Be prepared for anything and give the judges what they want. They might ask you silly questions, so remember to be spontaneous.
Be flexible, because the one quality every pageant winner needs is the ability to be friendly, comfortable, and confident with any situation.
- If the judges steer the interview toward serious subjects to see if you’re intelligent, give them what they want.
- If they bring a light tone to the interview to see if you have personality, adjust to that mood.
- Learn to establish rapport with any pageant judge in any environment.
Never get frozen into one interviewing style.

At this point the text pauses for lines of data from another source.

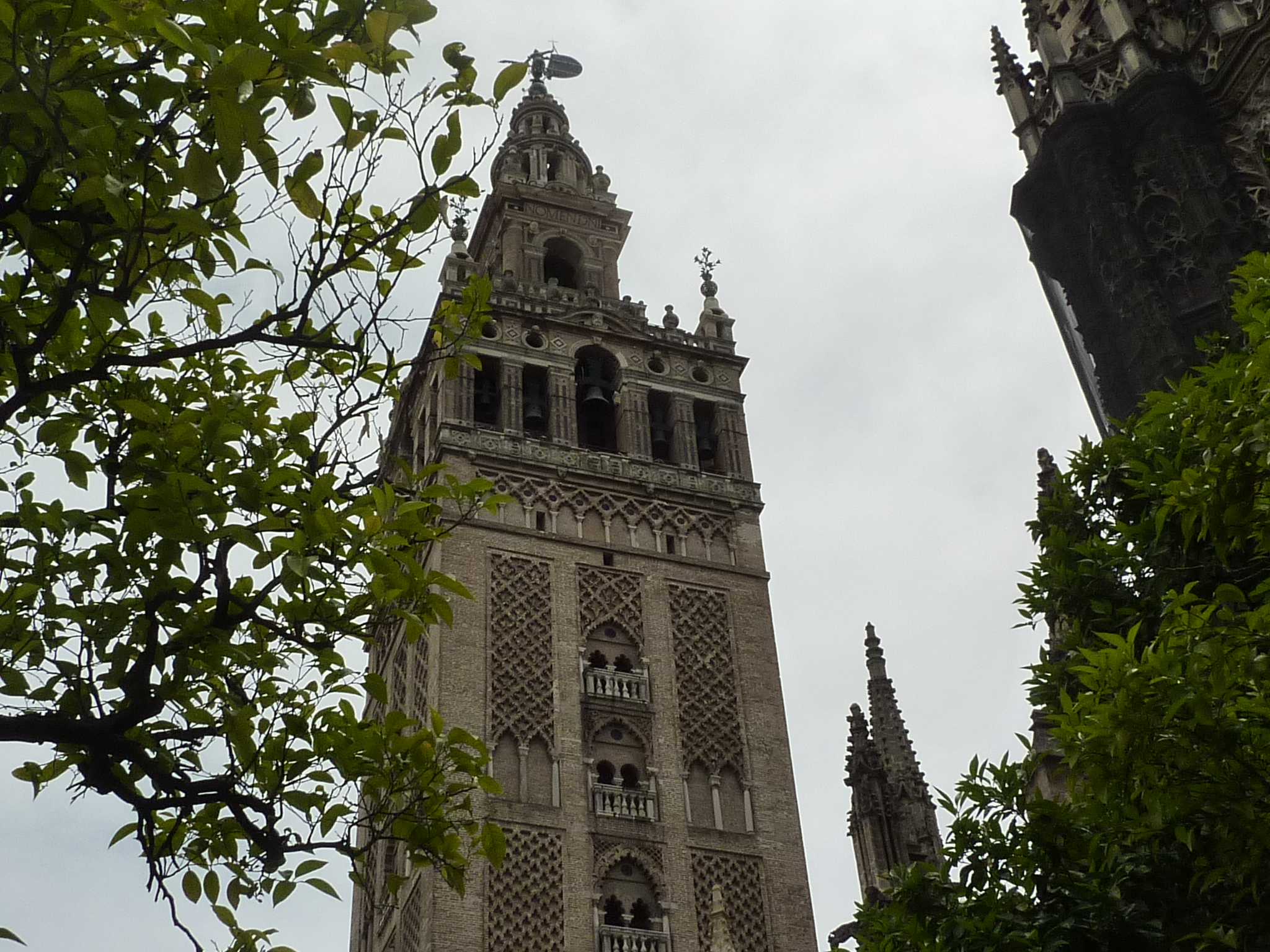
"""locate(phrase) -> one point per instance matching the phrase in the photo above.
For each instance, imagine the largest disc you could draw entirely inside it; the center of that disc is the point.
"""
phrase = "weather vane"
(708, 263)
(553, 65)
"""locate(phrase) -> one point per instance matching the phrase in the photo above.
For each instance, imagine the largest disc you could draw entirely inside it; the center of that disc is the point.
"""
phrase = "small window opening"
(660, 426)
(534, 392)
(486, 392)
(562, 262)
(596, 374)
(615, 913)
(708, 442)
(642, 917)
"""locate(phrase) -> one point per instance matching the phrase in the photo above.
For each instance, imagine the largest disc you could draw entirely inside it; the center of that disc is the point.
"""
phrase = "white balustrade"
(628, 803)
(619, 938)
(623, 685)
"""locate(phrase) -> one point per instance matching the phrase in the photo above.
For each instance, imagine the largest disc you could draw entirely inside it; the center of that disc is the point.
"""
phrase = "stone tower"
(619, 655)
(892, 813)
(1145, 125)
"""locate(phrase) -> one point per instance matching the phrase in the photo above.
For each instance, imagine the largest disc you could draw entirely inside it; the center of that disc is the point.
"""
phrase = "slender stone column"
(564, 410)
(685, 433)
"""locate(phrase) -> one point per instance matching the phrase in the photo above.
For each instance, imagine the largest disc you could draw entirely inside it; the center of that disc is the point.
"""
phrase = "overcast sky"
(851, 165)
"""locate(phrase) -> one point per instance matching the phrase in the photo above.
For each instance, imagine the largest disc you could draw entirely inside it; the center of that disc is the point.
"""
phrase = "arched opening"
(486, 392)
(630, 899)
(562, 262)
(534, 392)
(660, 425)
(642, 915)
(596, 374)
(615, 912)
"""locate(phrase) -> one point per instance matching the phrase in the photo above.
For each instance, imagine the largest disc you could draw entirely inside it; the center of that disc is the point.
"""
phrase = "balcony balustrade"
(620, 938)
(621, 685)
(628, 803)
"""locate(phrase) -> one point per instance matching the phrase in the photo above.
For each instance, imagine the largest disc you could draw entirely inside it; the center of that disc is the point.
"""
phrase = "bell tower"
(619, 655)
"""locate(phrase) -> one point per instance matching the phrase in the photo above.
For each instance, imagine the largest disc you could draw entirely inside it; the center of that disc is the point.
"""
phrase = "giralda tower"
(619, 656)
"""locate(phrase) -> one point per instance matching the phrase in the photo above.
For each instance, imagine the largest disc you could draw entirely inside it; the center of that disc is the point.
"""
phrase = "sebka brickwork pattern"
(520, 664)
(705, 679)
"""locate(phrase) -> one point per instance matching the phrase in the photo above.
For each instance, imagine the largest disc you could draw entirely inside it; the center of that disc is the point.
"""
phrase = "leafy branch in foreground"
(1153, 576)
(195, 532)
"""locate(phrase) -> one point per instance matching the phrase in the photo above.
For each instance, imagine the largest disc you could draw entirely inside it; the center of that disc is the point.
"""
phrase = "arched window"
(660, 426)
(486, 392)
(615, 913)
(536, 412)
(642, 917)
(562, 262)
(597, 381)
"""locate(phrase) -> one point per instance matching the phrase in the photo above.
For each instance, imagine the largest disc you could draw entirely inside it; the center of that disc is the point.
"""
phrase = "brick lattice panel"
(525, 904)
(705, 679)
(521, 664)
(741, 878)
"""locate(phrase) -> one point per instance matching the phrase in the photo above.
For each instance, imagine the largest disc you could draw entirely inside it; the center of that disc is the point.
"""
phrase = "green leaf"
(463, 186)
(323, 886)
(381, 24)
(192, 886)
(508, 79)
(202, 175)
(343, 111)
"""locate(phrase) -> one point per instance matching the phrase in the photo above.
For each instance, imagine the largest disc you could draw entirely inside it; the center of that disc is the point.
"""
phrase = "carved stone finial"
(1048, 470)
(721, 933)
(708, 263)
(1006, 66)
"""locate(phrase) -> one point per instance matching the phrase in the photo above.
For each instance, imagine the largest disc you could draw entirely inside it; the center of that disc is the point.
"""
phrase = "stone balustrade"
(626, 803)
(620, 938)
(620, 685)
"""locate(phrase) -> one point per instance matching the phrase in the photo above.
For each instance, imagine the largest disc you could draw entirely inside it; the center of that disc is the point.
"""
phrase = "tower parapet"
(1145, 126)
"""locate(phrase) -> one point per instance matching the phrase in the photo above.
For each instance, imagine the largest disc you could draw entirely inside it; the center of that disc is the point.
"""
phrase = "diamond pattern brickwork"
(705, 679)
(521, 668)
(741, 878)
(525, 903)
(610, 597)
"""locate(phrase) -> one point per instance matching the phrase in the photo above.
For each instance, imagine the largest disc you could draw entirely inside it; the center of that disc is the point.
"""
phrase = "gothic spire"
(1010, 71)
(888, 724)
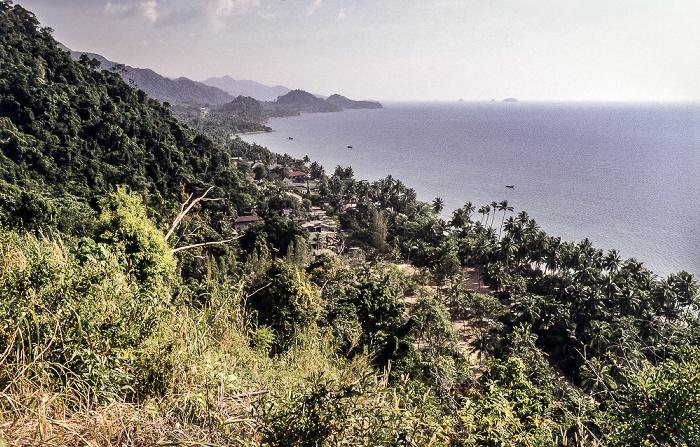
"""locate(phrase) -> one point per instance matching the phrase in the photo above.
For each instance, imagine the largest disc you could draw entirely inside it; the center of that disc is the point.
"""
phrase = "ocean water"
(625, 176)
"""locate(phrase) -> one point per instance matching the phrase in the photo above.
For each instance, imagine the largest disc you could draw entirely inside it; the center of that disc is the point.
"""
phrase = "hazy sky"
(609, 50)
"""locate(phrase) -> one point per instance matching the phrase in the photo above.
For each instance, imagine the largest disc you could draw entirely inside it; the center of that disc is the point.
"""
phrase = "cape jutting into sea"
(624, 176)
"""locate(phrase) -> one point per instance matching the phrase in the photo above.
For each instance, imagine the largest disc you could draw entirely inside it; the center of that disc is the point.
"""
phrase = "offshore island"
(164, 284)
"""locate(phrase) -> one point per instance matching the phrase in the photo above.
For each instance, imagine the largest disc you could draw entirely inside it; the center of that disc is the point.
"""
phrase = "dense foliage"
(119, 299)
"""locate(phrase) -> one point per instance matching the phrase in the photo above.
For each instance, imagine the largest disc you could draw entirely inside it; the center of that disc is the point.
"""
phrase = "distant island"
(298, 101)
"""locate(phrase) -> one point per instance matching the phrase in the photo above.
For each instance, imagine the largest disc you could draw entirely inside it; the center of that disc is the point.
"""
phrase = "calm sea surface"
(624, 176)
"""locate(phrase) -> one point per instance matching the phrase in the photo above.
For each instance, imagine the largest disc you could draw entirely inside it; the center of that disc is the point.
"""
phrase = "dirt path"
(466, 332)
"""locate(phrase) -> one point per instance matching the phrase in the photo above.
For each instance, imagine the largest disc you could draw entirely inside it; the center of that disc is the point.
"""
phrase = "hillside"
(299, 101)
(157, 288)
(174, 91)
(252, 89)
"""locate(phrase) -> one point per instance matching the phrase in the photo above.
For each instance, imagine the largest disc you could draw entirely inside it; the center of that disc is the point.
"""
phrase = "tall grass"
(87, 357)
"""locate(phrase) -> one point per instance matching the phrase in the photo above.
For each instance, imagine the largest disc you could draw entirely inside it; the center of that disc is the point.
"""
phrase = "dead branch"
(203, 244)
(184, 211)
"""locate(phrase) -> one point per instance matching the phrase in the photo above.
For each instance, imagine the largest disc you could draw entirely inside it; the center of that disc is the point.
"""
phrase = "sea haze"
(624, 176)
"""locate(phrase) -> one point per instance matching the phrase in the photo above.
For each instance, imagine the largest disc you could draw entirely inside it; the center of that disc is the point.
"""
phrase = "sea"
(625, 176)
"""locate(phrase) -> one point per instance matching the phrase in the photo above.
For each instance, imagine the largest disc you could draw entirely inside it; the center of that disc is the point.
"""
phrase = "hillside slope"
(176, 91)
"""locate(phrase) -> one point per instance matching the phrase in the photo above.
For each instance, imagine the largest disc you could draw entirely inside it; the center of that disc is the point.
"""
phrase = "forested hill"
(70, 133)
(176, 91)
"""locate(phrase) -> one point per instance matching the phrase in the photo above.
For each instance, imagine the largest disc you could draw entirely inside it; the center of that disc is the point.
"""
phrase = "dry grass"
(41, 419)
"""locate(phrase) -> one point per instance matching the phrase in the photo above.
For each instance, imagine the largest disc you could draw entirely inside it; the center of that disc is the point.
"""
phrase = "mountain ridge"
(245, 87)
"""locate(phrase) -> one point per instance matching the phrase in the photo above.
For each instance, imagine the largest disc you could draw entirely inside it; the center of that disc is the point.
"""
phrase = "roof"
(242, 219)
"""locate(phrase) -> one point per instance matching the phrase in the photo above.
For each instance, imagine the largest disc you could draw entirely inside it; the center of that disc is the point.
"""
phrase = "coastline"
(564, 181)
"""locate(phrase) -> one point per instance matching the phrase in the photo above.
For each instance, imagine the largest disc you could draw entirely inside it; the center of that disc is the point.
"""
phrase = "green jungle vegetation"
(133, 313)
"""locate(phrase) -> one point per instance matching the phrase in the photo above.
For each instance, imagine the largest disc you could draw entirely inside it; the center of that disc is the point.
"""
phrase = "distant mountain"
(298, 101)
(177, 91)
(256, 90)
(346, 103)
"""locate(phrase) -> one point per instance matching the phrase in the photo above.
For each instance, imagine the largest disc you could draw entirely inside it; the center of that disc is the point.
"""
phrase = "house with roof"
(298, 176)
(243, 222)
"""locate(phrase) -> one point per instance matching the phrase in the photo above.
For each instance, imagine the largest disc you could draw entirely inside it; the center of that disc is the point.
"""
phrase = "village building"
(243, 222)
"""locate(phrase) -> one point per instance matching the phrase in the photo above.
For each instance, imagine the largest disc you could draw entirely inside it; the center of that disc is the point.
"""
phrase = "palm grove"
(220, 337)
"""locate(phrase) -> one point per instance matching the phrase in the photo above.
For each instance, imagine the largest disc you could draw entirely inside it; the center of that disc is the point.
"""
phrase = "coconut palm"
(438, 205)
(494, 206)
(503, 206)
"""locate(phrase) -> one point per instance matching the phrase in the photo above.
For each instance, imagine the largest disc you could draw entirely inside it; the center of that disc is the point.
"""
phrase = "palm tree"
(459, 219)
(503, 206)
(484, 211)
(438, 205)
(494, 206)
(612, 261)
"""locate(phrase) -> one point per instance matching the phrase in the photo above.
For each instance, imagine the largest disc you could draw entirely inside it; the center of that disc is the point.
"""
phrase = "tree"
(438, 205)
(660, 405)
(285, 300)
(124, 227)
(503, 206)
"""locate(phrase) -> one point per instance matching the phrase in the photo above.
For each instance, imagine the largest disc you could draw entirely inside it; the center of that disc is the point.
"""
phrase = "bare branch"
(184, 211)
(203, 244)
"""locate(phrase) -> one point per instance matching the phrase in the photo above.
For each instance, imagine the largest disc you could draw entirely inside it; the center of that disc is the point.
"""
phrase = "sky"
(403, 50)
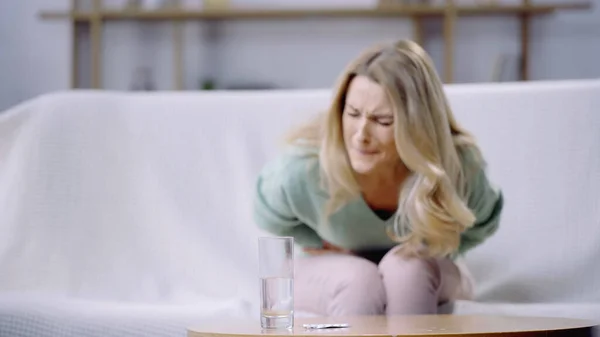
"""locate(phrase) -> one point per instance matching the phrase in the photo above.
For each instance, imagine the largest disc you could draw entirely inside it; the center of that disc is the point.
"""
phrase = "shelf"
(242, 14)
(448, 13)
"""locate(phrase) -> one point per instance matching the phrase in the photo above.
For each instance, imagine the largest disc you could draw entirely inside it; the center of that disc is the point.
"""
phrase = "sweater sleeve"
(272, 211)
(486, 201)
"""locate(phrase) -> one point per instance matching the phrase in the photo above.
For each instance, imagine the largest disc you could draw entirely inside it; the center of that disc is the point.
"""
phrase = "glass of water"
(276, 273)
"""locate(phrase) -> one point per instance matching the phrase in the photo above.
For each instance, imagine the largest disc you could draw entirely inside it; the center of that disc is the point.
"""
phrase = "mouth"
(365, 152)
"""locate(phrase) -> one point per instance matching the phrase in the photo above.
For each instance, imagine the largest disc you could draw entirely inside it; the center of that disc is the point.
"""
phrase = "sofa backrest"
(147, 197)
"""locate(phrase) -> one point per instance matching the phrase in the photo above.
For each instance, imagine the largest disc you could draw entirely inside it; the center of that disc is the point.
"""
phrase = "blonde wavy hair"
(432, 208)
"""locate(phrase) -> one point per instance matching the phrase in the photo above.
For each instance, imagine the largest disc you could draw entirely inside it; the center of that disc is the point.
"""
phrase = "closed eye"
(385, 121)
(350, 111)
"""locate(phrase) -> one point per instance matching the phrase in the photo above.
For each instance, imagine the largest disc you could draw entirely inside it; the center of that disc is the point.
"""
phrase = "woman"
(384, 193)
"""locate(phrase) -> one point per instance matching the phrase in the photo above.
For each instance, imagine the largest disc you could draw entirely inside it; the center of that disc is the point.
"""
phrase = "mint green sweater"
(289, 201)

An attorney and former national runner-up told me off the record that not being taught to handle different judging styles ruined her chances:
“When I was at the state level they had judges who had been at it for years and they asked me about political issues which I was a pro at answering. When they asked me about capital punishment, I went over the history of Supreme Court decisions. When they asked me about fuel prices I quoted to them from Milton Freedman. It was great. I was so prepped for these tough political questions.
Then I got to (the national pageant) where the judges were asking things like, ‘Why did you pick that color nail polish?’ and ‘If the man you were dating turned out to be married what would you do?’ I almost fell off my chair!
I was prepped for these tough grilling sessions … and it didn’t happen. I blew it because I had no sense of humor.
If somebody had just said, ‘You know they might ask you silly questions, so remember to be spontaneous.’
When the first runner-up was asked what she’d do if her boyfriend turned out to be married, she joked, ‘I’d shoot him!’ That’s what they wanted to hear.”
As this young woman learned too late: Be prepared for anything and give the judges what they want.
“This is not an oral test!” quips speech and drama instructor Warren Alexander. “It’s a conversation.”
Being able to adapt to differing types of interviews comes down to developing the ability to connect with all kinds of people. Kristin Huffman, Miss Ohio and fourth runner-up to Miss America 1990, explains:
“You need to bridge that gap between yourself and the judges. It’s meeting people on their own level. You need to walk in there thinking, ‘Okay, I want to get to know these people. I want them to know that I’m ready to meet them on their level.”’
Because any type of interview can be unpredictable, be prepared for anything and ready to radiate personality and confidence in all situations.